En noviembre de 2019 Arcor lanzó una versión verde del turrón. La promocionó como fuente de fibra y libre de colesterol. Nunca obtuvo un éxito ni remotamente cercano.
Todos estos productos son libres de colesterol por su propia naturaleza. Ni la versión original ni la verde pueden considerarse fuentes significativas de fibra.
La estrategia de la porción justa que convenció al mercado
Hoy el turrón cuesta $450 en supermercados como Coto. Apuntalado por la pérdida de poder adquisitivo y con el aval de cierto campo de expertos, es imbatible en góndolas.

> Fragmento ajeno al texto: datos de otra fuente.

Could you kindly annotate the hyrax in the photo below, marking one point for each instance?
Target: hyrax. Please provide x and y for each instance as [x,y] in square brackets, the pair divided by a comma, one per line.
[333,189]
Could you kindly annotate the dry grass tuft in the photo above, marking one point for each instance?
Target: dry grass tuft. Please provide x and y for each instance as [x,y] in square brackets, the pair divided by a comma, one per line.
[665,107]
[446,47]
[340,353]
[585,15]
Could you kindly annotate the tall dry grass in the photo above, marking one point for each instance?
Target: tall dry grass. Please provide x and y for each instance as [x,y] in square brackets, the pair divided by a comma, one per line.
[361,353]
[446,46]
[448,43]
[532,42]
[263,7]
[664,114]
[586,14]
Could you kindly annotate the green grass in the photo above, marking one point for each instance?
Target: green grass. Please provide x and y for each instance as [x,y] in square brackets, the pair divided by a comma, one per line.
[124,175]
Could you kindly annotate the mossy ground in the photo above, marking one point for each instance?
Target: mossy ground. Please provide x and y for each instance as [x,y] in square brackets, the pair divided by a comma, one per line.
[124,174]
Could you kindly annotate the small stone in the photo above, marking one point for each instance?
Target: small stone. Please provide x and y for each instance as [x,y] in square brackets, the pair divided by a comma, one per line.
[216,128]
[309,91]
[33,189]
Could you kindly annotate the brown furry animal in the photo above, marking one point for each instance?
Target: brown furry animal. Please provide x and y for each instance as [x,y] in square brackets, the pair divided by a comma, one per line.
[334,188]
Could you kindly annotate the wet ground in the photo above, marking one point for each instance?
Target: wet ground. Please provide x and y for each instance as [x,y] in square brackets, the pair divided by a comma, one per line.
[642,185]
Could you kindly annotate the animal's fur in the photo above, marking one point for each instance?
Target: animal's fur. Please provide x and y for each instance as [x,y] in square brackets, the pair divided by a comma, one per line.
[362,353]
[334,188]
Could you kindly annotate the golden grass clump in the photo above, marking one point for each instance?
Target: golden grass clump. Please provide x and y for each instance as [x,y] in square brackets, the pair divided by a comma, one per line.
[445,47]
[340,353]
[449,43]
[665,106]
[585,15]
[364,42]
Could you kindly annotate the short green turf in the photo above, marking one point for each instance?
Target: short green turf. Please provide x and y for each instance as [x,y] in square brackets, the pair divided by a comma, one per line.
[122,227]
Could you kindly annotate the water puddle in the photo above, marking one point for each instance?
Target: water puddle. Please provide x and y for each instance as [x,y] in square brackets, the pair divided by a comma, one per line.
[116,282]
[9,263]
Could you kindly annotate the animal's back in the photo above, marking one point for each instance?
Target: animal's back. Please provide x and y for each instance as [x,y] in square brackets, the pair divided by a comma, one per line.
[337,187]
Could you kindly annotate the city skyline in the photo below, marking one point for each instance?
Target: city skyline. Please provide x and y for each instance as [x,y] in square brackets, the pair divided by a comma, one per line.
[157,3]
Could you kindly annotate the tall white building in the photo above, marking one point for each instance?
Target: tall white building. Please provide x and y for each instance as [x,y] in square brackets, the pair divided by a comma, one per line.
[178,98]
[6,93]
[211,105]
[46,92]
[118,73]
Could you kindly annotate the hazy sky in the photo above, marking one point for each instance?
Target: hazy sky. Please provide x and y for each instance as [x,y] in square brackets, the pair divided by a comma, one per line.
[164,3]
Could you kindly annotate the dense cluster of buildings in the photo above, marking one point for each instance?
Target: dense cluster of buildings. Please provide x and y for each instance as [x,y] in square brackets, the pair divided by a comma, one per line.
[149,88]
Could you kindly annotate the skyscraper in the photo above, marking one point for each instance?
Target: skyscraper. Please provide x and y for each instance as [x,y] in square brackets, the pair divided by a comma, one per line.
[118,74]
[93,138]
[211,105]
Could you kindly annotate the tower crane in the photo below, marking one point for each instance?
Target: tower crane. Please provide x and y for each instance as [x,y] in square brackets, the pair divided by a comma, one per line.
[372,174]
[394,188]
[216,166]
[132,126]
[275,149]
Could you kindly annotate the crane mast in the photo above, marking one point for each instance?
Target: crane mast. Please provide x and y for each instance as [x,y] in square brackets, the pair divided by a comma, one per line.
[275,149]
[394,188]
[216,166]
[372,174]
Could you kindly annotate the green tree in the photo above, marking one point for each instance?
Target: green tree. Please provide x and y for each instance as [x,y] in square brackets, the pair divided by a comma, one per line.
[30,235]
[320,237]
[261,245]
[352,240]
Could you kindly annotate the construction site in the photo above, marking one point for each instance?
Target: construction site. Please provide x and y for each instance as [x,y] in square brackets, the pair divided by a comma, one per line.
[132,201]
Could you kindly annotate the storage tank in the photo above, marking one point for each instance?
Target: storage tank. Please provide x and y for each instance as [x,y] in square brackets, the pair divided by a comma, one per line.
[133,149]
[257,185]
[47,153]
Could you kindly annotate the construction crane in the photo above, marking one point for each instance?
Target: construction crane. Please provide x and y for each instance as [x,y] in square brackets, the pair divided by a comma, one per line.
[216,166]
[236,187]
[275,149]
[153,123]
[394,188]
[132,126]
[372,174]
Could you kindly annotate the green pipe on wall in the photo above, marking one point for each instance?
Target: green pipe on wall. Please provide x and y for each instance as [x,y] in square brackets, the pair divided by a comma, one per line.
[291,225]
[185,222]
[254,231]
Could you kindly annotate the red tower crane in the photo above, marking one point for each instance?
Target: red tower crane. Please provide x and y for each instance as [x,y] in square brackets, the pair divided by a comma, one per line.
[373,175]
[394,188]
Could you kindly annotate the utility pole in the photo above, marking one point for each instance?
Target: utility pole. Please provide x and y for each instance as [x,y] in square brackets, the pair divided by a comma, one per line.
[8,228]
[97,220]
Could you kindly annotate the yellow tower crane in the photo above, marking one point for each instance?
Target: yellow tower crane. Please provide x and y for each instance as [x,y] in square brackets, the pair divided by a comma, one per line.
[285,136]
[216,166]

La seducción del turrón ante consumidores que habitualmente no comerían golosinas reside en el concepto de "porción justa" que Arcor promociona: golosinas de pequeño formato que lograron el respaldo de algunos médicos bajo el argumento de que, a discreción, ningún producto sería dañino.
El concepto de porción justa es heredero de los "permitidos" que en los años 90 acuñó el Dr. Cormillot. Además, construyen un modelo alimentario a favor del snackeo cotidiano.
Una práctica que la mayoría de los profesionales actualizados encuentra más cercana a los intereses de la industria que de la salud pública.
Como "porción justa", Arcor ofrece junto a su turrón paquetes pequeños de Saladix, gomitas Mogul, Bon o bon y Tofi. Comestibles difícilmente asociados a una alimentación saludable.
Productos que la industria logra colocar incluso en dietas cuidadosas con gran astucia. El turrón de maní es el caso más exitoso de todos.